Al final, el nuevo proyecto de ley parece favorecer justo aquello que quiere combatir: la ineficacia y el endeudamiento de las arcas públicas. Un país que cuenta con más agentes de seguridad, públicos y privados, que sus vecinos, requiere que la inversión se centre en la optimización de los recursos existentes. Generar artificialmente (desde el BOE) una demanda de servicios que pueden cubrirse con personal existente difícilmente puede presentarse como una medida eficiente.
¿A qué estrategia de ahorro responde aumentar el porcentaje de vigilantes de seguridad privada si no hay déficit de agentes?
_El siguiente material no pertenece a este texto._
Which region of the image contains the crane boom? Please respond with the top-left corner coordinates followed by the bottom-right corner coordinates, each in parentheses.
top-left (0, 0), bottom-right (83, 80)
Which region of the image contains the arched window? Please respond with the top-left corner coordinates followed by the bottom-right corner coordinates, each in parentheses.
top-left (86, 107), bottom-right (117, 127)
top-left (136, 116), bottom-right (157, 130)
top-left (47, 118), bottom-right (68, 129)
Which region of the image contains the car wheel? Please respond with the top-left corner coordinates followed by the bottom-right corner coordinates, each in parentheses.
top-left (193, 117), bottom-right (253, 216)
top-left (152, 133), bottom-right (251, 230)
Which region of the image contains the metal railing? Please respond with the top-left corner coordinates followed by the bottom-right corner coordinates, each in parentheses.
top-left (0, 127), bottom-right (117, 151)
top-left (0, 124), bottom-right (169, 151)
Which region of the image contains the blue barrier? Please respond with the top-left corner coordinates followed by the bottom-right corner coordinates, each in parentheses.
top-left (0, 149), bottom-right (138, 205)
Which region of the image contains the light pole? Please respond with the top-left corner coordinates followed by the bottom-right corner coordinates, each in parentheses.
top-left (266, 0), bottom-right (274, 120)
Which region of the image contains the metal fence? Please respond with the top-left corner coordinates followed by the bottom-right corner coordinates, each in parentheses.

Si faltan agentes privados y sobran agentes públicos, ¿la clave de la optimización y la racionalización no debería residir en la mejor organización de los recursos disponibles? ¿Qué fue, por ejemplo, de la figura del auxiliar de policía, contemplada en la legislación estatal y autonómica y olvidada por los que dicen no tener más remedio que contratar personal mal formado y mal pagado?
Al final, el nuevo proyecto de ley parece favorecer justo aquello que quiere combatir: la ineficacia y el endeudamiento de las arcas públicas
La ruta abierta por el proyecto de ley de seguridad privada, además, esconde dos grandes peligros que deben tenerse en cuenta. Por un lado, la creación de una nueva burbuja vinculada a la seguridad privada, alimentada en parte por fondos públicos. Bill Gates acaba de entrar en el capital de una importante empresa española de seguridad privada, y mientras el sector dice aguantar unas pérdidas de 20% desde el inicio de la crisis, las escuelas de formación de vigilantes privados aumentaron un 16% solo entre 2011 y 2012. Muchos parecen ser los que esperan que el BOE les dé de comer.
El otro riesgo es el de los costes. En EE UU, donde la privatización de la seguridad está más avanzada, los estudios arrojan una conclusión unánime: a mayor privatización, menor ahorro. Es decir, externalizar una función concreta puede reducir costes, pero cuando se externalizan unidades de gestión (cárceles, comisarías, etc.) los costes se disparan y superan, por mucho, los públicos. ¿No podemos aprender de los que erraron antes que nosotros?
Finalmente, cualquier reforma del ámbito de la seguridad en España debería partir de un hecho incontestable: las cifras de delincuencia son en nuestro país mucho más bajas que la media europea, y con la crisis se han reducido aún más. Si no tenemos problemas de inseguridad y sí tenemos problemas de paro y precariedad, ¿por qué hacemos leyes que promueven la precariedad e ignoran las causas no delictivas de la inseguridad? Imagino que los diputados del PP, PNV y CiU, que votaron a favor del proyecto de ley, tendrán alguna respuesta.
Gemma Galdon Clavell es doctora en políticas públicas.